Ada kemiripan yang jelas antara aksi protes rakyat Sudan sejak 19 Desember lalu dan berbagai unjuk rasa di sejumlah negara di Timur Tengah serta Afrika Utara saat musim semi Arab melanda kawasan itu tahun 2010-2012. Tidak hanya mirip dalam yel-yel slogan para pengunjuk rasa, "rakyat ingin jatuhnya rezim", tetapi juga mirip dalam akar masalah pemicu awal unjuk rasa.
Seperti diberitakan harian ini, Kamis (27/12/2018), unjuk rasa di Sudan semula sebagai protes atas kenaikan harga roti, makanan pokok rakyat negara itu, dari 1 pound menjadi 3 pound (sekitar Rp 300 menjadi Rp 875). Harga minyak dan kebutuhan pokok juga naik. Tekanan hidup itu semakin dirasakan warga setelah inflasi mendekati 70 persen.
Negara itu kehilangan banyak sumber pendapatan dari minyak setelah Sudan Selatan memisahkan diri tahun 2011. Banyak ladang minyak berlokasi di wilayah selatan. Pada Oktober 2017, AS sebenarnya telah mencabut sanksi ekonomi yang sudah berlangsung selama 20 tahun pada Sudan. Saat itu muncul harapan situasi ekonomi bakal membaik. Investasi asing diharapkan berdatangan masuk dan ada perbaikan ekonomi. Namun, yang terjadi adalah sebaliknya.
Unjuk rasa bermula pada 19 Desember di kota Atbara, sekitar 350 kilometer timur laut ibu kota Khartoum, lalu menjalar ke sejumlah kota lain, termasuk Khartoum. Menurut organisasi Human Rights Watch, sedikitnya 37 pengunjuk rasa tewas. Versi pemerintah, korban tewas sebanyak delapan orang.

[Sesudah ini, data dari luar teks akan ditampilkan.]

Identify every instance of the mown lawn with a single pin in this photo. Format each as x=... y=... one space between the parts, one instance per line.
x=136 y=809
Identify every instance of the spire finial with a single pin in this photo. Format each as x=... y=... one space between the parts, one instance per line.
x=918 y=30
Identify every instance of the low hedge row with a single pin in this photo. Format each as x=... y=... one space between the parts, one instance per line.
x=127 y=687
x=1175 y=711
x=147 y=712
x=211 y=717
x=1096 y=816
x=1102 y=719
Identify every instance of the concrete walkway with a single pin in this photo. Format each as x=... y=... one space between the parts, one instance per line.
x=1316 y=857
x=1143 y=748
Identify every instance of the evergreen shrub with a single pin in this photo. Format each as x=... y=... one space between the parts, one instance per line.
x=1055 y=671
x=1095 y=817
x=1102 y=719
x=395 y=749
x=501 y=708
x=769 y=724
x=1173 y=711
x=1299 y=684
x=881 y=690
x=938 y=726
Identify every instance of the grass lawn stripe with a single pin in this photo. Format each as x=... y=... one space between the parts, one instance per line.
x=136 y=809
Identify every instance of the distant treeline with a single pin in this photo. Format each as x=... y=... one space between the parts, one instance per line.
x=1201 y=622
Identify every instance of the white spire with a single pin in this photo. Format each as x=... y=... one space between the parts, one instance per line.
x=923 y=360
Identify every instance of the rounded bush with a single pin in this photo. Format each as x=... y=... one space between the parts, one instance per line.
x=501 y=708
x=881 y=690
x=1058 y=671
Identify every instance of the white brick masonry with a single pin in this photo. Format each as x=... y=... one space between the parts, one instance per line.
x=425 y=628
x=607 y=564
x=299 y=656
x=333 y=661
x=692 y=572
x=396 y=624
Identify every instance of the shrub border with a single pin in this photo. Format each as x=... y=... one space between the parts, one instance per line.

Unjuk rasa ini merupakan yang terbesar sejak Presiden Omar al-Bashir mulai berkuasa melalui kudeta tak berdarah pada 1989. Beberapa pengamat politik setempat pun menyebut unjuk rasa itu dengan istilah "musim semi Sudan".
Apakah musim semi di Sudan ini bakal berujung pada tumbangnya rezim, seperti di Tunisia, Mesir, Libya, Yaman, atau bermuara pada perang saudara seperti berlangsung di Irak dan Suriah, perlu dicermati.
Bagi Sudan, sejak meraih kemerdekaan tahun 1956, unjuk rasa semacam saat ini bukan hal yang baru. Rakyat negara itu berkali-kali menggelar protes guna menyuarakan keinginan untuk mendapat kehidupan yang lebih baik. Serangkaian konflik, kudeta, dan perang saudara juga mewarnai negara tersebut.
Unjuk rasa kali ini didukung oleh partai-partai oposisi, seperti Umma dan Persatuan Demokrat. Namun, Bashir masih mendominasi kekuatan politik di negara itu. Basis kekuatan politiknya terletak pada militer, yang sampai kini masih menyatakan dukungan pada kepemimpinannya.
Apa pun jalan keluar yang ingin ditempuh di negara itu, kita berharap, jangan sampai Sudan mengulang situasi yang sama di Libya, Yaman, Suriah, atau Irak. Bukan hanya rakyat yang bakal menjadi korban akibat konflik berkepanjangan.